Last year, Congress allowed CMS to increase all Medicare payments to physicians by 3.75 percent to offset a change in the Physician Fee Schedule’s conversion factor. The change was prompted by changes to evaluation and management (E/M) codes. CMS has proposed to reduce the conversion factor by 3.75 percent in 2022 to account for the E/M changes.
AMGA also advised Congressional leaders to promote telehealth services to maintain access to care.
“On telehealth, Congress and CMS acted quickly during the pandemic to enable AMGA members to reach patients in unprecedented ways, and we thank them for their leadership. Our members’ patients now have come to expect telehealth services as a standard offering. We ask Congress to ensure that this service remains available to all patients,” Penso explained.
Congress should make permanent certain flexibilities granted during the pandemic, including expanding the number of services that qualify for telehealth, waiving Medicare’s originating site and geographic limitations, and increasing Medicare reimbursement for telehealth services.
“[P]olicymakers need to ensure that payment parity between telehealth services, including audio-only services and in-office visits, continues beyond this pandemic,” Penso wrote in the letter.
Standardized federal licensing and credentialing for telehealth would also ease the burden of providing these now popular services, he added.
Additionally, AMGA publicly support Medicare Advantage and urged Congress to enact policy changes to the program that would preserve access to these benefits.
“MA structure supports the team-based, multispecialty medical group and integrated delivery system approach, resulting in the right care at the right time,” Penso wrote. “Congress should carefully consider any MA policy changes to ensure that they do not negatively impact care, which can disproportionally affect minority beneficiaries and those with social risk factors, as those beneficiaries are served more by MA plans than by traditional Medicare fee-for-service.”
The other issue highlighted in the letter to Congressional leaders included providing a “pathway to value.”

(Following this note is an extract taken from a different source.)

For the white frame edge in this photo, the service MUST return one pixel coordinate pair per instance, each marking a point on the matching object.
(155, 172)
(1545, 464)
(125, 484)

“Both Congress and the administration have made clear the necessity of transforming the way health care is financed and delivered,” Penso explained. “Policymakers must address significant obstacles and challenges that exist in the healthcare market so that AMGA members can continue providing high-quality, cost-effective, and patient-centered medical care.”
The industry group suggested that Congress back several bills, including the Seniors’ Chronic Care Management Improvement Act of 2021 (H.R. 4755), which would waive coinsurance requirements on chronic care management codes, and the Value in Health Care Act of 2021 (H.R. 4587).
Several leading industry groups, including the American Hospital Association (AHA), American Medical Association (AMA), and the National Association of ACOs (NAACOS), have also pledged their support for the Value in Health Care Act of 2021.
In a joint letter to Congress last month, a coalition including these groups and others said the bill ensures value-based care and payment models “continue to produce high quality care for the Medicare program and its beneficiaries as well as to generate savings for taxpayers.”
Among the reforms included in the bill are increasing shared savings rates in the Medicare Shared Savings Program, extending the five percent Advanced APM incentive payment, and fixing the “rural glitch” in Medicare’s largest model.
AMGA supported these changes in its letter to Congressional leaders and asked for more access to data to support value-based care efforts.